Bütüncül bir 4PL arz zinciri çözümü 4 farklı fazı içerir:
•Yenidenkeşfetme,
•Dönüştürme,
•Uygulama,
•Yürütme

4PL çözümlerinin en yüksek seviyesi yeniden keşfetme aşamasıdır. Birbirinden bağımsız partnerler arasında işbirliği sağlanması yoluyla arz zinciri planlama ve yürütme aktivitelerinin senkronizasyonu, elde edilebilecek kazanımların kaynağını oluşturur. Bu aşamada 4PL uygulayıcı, yönetsel bilgi ve yeteneklerini kullanarak; arz zincirinin yeniden düzenlenmesini ve katılımcıları da içerecek şekilde entegre edilmesini sağlayarak is stratejilerinin arz zinciri stratejilerine dönüşmesini sağlar.
4PL çözümlerinin bir sonraki fazı dönüştürme aşamasıdır. Dönüştürme aşamasında, satış ve operasyon planlama, dağıtım yönetimi, satın alma stratejileri, müşteri destek ve arz zinciri teknolojileri gibi özgül arz zinciri fonksiyonları üzerinde odaklanılarak arz zinciri aktivite ve proseslerinin müşterileriyle entegre edilebilmesini sağlanır.
Üçüncü faz olan uygulama aşamasında is süreci ayarlamaları müşteriler ve servis sağlayıcılar ile firma arasında sistem entegrasyonu ve 4PL dağıtım takımlarında operasyon
dönüşümünü de kapsayan fikir gruplarından oluşur. Uygulama aşamasında “insan” kritik başarı faktörünü oluşturur.

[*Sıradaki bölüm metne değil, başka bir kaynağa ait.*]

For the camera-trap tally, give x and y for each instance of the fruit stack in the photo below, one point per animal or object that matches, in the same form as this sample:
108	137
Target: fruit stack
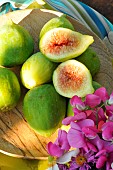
63	67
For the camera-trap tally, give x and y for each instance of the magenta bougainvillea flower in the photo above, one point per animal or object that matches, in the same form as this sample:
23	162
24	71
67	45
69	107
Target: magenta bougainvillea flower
60	146
88	144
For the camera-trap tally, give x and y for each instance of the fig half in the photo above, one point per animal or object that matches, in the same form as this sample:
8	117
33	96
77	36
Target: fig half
56	22
72	78
61	44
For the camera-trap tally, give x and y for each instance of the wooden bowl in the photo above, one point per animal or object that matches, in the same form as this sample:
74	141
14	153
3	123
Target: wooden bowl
16	137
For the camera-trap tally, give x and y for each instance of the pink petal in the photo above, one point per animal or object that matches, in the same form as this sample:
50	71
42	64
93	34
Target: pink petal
54	149
80	116
77	102
68	120
110	101
107	134
62	140
89	132
102	93
107	124
67	156
92	100
101	161
75	126
86	122
76	138
101	114
91	147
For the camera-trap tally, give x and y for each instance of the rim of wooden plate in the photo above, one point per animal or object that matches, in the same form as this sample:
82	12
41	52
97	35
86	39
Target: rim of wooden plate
17	138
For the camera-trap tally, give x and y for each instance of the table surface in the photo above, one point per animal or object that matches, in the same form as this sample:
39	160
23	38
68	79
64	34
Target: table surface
102	6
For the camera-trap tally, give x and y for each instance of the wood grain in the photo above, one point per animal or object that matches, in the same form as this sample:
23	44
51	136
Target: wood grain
17	138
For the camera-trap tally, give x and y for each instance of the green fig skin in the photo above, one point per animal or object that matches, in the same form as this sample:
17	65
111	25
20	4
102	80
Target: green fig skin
16	44
44	109
72	78
56	22
10	89
36	70
62	44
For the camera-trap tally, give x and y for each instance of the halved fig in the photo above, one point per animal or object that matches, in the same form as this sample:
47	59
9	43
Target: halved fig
56	22
61	44
72	78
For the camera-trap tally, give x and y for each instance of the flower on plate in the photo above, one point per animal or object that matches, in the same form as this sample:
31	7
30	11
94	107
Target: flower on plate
88	144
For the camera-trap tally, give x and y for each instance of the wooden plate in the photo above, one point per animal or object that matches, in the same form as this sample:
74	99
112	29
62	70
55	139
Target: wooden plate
16	137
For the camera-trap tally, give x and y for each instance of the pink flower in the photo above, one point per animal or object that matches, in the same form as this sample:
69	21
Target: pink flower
92	100
107	131
77	102
102	93
80	132
60	146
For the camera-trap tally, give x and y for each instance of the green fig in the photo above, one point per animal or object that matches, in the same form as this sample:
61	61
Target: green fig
9	89
16	44
56	22
72	78
61	44
44	109
36	70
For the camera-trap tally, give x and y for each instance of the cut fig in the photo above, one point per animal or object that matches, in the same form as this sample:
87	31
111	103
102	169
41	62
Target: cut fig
56	22
72	78
61	44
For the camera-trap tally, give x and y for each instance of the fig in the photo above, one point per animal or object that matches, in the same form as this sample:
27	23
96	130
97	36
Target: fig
91	60
16	44
10	90
61	44
44	109
36	70
56	22
72	78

Dördüncü ve final aşamasını yürütme fazı oluşturur. Bu aşamada 4PL sağlayıcı tasıma yönetimi ve depolama operasyonlarının ötesinde farklı arz zinciri fonksiyonlarının sorumluluğunu almaktadır. Bir organizasyon arz zinciri aktivitelerinin tamamını bir 4PL sağlayıcıya outsource edebilir, bununla beraber 4PL çözümleri arz zinciri fonksiyonlarının sadece bir alt kümesini oluşturur.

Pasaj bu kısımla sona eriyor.